The cause: The teachers of Marysville chose to strike on the first day of school, sending hundreds of working parents into a mass panic to find places to house their little juvenile beasts. Some even argue that a teachers strike is good for the Marysville economy. After all, the local YMCA has seen a spike in memberships, parents are spending money on day care, and the city government isn’t out of pocket for utilities in school buildings.

These teachers are not idiots, nor are they entirely without valid concerns. A state budget crunch has left them less well off than they would have liked and low on funds to buy basic supplies, like regular 8 1/2 x 11 sheets of paper. But, this strike is about more than a few thousand dollars a year. The real reason for the work stoppage is to remind tax payers who’s in charge.

In fact, this delay has the activist Washington Education Association’s fingerprints all over it. The union refused to carry a vote on the new contract agreements until Labor Day, the day before school started. Although the popular excuse is that they wanted to give the school district’s board of directors the maximum amount of time to analyze and negotiate the new contract agreement, local chapter president Elaine Hanson admitted that the union was aware of the superintendent’s refusal to concede their requests since August 5, and decided to proceed as planned anyway.

So now many students mill about in the streets while everybody else tries to figure out what to do. Usually, the longer the children are out of school, the more pressure builds for the school board to accede to the teachers’ demands. Normally apolitical parents become born again education activists for the length of time that it takes to get their offspring back in school.

Or at least that’s how it’s supposed to work.

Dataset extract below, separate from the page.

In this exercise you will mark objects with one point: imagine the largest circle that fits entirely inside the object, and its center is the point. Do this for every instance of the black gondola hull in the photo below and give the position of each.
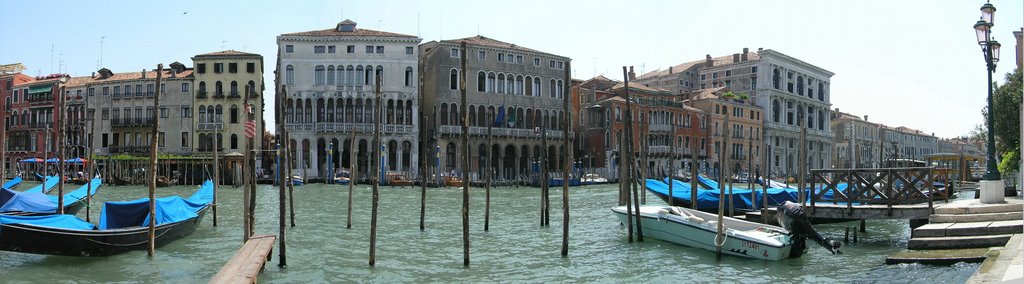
(43, 240)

True to form, there have been the usual parent pro-teacher rallies, but the turnout has been quite small, and the grumbling has been intense. One dissenter carried a sign that read: “No anarchists in the classroom — fire ’em.” The district will likely ask the courts to enforce the no strike provision of teachers’ contracts, and order educators back to work.

Then there are the Tulalip Indians. Fed up with the prospect of their children not learning, the tribe began holding its own ad hoc school, in which volunteers can come in to the Boys & Girls Club, and teach the children in basic skills (e.g., math, reading). The tribe is offering these classes to the whole community. The tribal school is scheduled to last only as long as the teachers’ strike. However, by giving students a place to study and learn, it — along with growing parental resentment — should make the barrel that the teachers think they have us over all that much smaller.